On Feb. 21, 2019, the U.S. Food and Drug Administration (FDA) announced it was requiring the addition of a boxed warning—the most serious type of warning—on Uloric’s product labeling. This change came after the agency had determined that Uloric increased the risk of heart-related death and death from all causes.

Plaintiff Blames Uloric for Her Mother’s Death

According to the complaint, the plaintiff’s mother was prescribed Uloric for her gout in 2018. She and her doctor relied on the manufacturer’s information concerning the drug and believed it to be a safe and appropriate treatment for her condition.

Gout is a type of inflammatory arthritis caused by a buildup of uric acid crystals in the joints. These crystals can cause pain, inflammation, and tenderness, often at the base of the big toe. Uloric (febuxostat) helps lower uric acid levels in the blood.

On May 8, 2018, the decedent went to the hospital because after developing severe chest pain.  She was diagnosed with non-ST-elevation myocardial infarction, a type of heart attack.

On July 13, 2018, the decedent passed away while in the hospital. The causes of death were sudden cardiac arrest, coronary artery disease, and ischemic cardiomyopathy. The plaintiff alleges that her mother’s heart attack and death were the result of her Uloric use and seeks damages from manufacturer Takeda Pharmaceuticals.

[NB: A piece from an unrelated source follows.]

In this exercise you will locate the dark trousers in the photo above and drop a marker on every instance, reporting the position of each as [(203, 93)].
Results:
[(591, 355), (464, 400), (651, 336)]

FDA Warns that Uloric Can Increase Risk of Death

In 2009, the FDA approved Uloric for the treatment of gout.  At that time, the agency required the manufacturer to include a warning and precaution regarding possible cardiovascular events in patients treated with the drug. As a condition of approval, Takeda had to conduct a large postmarket safety clinical trial.

That trial involved 6,000 patients with gout who were treated with either Uloric or allopurinol, an older gout treatment.  The researchers looked at the risk of heart-related death, non-deadly heart attack, non-deadly stroke, and unstable angina.

Results showed that overall, Uloric did not increase the risk of these events compared to allopurinol. When the outcomes were evaluated separately, however, Uloric showed an increased risk of heart-related deaths and death from all causes.

As a result of these findings, the FDA required the addition of a black box warning on Uloric, and also limited its approved use only in certain patients who did not experience adequate results with allopurinol. The agency also recommended that patients tell their doctors about any history of heart problems or stroke, and advised doctors to reserve Uloric for use only in patients who couldn’t tolerate allopurinol.